Square peg, round hole

March 28, 2012 Leave a comment

Our district is moving to standards based grading on report grades, which means that instead of giving one big grade for Math, one for Reading, one for Science, etc., we’ll report how students have done on each of the state’s standards of learning.  I think it’ll take a bit more documentation, but in the end it makes a lot of sense – if we studied time and fractions in one quarter and your child bombed one but rocked the other, does it really help you as a parent to see that performance averaged out to “on grade level”?

So, I’m in support of the change. But. My team decided to get ready for the change by starting to track our students’ achievement using checklists and rubrics measuring their level of mastery.  It’s been a valuable experience, but now I have about 45-50 data points on each child that still need to be boiled down to a single, old-style grade.  And I’m not sure how to do it.  In this last grading period we taught units on time, money, fractions, and measurement.  Some kids did well on all of them, some did well on a few of them, and happily, no one did poorly on all of them.  Because so many kids did well across the board, I’m worried I’ll create a Lake Woebegone effect, with (almost) all of the kids being above average.

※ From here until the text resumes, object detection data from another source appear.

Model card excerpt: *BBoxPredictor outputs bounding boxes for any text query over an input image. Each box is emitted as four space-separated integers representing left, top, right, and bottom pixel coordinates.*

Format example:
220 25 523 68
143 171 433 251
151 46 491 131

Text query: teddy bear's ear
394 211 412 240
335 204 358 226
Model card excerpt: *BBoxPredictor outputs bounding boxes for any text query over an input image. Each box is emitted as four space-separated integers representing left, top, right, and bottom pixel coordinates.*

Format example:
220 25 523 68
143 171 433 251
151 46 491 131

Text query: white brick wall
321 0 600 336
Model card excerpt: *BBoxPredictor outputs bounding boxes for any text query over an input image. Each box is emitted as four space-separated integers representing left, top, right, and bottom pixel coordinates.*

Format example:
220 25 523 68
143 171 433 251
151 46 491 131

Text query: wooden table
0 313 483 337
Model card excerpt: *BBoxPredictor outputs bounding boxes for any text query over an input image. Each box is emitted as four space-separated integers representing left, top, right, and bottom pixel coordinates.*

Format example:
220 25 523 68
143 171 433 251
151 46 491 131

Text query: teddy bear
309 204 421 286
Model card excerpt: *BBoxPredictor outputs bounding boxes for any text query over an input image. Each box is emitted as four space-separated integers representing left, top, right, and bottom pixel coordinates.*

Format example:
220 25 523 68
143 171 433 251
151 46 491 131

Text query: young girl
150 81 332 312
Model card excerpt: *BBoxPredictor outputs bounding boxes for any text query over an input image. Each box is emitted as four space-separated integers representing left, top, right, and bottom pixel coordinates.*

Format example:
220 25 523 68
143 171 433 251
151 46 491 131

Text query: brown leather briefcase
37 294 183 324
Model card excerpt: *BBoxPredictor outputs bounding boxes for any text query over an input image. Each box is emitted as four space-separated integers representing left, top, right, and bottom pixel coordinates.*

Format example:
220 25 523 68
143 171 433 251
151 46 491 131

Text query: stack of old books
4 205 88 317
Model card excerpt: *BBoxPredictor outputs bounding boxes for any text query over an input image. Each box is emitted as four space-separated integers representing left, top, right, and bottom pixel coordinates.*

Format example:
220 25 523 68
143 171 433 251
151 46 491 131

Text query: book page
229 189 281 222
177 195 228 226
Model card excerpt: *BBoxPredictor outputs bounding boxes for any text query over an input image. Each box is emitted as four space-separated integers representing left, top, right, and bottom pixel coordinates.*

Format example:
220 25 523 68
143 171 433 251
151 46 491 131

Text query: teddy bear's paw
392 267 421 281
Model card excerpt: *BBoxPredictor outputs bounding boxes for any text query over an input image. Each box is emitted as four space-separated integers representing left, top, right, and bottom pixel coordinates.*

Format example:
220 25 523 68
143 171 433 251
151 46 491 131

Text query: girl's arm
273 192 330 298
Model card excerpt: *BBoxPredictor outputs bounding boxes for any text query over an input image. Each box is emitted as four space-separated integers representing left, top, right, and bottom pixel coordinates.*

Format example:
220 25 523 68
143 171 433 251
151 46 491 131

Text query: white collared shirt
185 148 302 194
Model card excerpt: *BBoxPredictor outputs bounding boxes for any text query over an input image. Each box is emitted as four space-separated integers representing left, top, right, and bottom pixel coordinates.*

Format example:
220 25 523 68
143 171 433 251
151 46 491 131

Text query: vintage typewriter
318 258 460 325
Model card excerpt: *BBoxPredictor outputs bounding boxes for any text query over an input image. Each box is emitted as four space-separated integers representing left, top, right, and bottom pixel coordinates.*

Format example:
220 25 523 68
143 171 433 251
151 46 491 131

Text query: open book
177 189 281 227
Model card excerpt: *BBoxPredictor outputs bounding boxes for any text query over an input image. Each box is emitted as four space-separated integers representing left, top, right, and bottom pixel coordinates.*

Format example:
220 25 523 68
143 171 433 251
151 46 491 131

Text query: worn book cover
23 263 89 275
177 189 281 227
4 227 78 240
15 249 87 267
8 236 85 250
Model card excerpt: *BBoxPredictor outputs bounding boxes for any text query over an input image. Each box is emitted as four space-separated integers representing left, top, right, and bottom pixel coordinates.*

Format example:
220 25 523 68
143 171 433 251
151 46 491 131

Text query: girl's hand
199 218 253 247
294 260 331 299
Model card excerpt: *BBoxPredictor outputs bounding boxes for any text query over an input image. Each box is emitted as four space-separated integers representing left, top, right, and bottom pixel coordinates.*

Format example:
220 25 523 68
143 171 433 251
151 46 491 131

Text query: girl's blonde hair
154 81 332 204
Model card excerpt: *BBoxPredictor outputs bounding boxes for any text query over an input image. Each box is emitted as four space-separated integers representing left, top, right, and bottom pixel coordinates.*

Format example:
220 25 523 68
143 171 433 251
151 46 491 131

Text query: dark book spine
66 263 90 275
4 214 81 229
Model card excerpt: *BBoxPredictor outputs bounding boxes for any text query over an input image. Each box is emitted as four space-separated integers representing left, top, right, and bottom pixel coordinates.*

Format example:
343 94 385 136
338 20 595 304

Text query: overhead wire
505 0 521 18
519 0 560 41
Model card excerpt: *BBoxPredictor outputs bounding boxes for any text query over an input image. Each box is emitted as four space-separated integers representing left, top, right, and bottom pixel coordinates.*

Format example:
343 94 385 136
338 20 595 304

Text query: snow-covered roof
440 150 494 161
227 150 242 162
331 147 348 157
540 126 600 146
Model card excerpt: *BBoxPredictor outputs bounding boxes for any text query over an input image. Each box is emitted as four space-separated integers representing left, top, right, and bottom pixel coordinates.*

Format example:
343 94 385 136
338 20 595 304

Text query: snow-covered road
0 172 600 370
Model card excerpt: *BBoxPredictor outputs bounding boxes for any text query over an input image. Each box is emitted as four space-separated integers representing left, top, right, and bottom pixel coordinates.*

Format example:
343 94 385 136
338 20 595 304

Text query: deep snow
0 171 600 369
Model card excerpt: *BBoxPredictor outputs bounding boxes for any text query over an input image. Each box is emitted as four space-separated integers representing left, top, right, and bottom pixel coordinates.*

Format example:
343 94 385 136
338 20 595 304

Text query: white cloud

But then if a child did really, really, really poorly on two of the units, but really well on the other two, should they get the needs improvement grade?  Or should that average out to show them on grade level?

My likely solution: put off math grading for several more hours by working on science and social studies, then make whatever choice feels right in the moment, knowing I have the data to back up whatever I decide to anyone who’s interested in understanding it.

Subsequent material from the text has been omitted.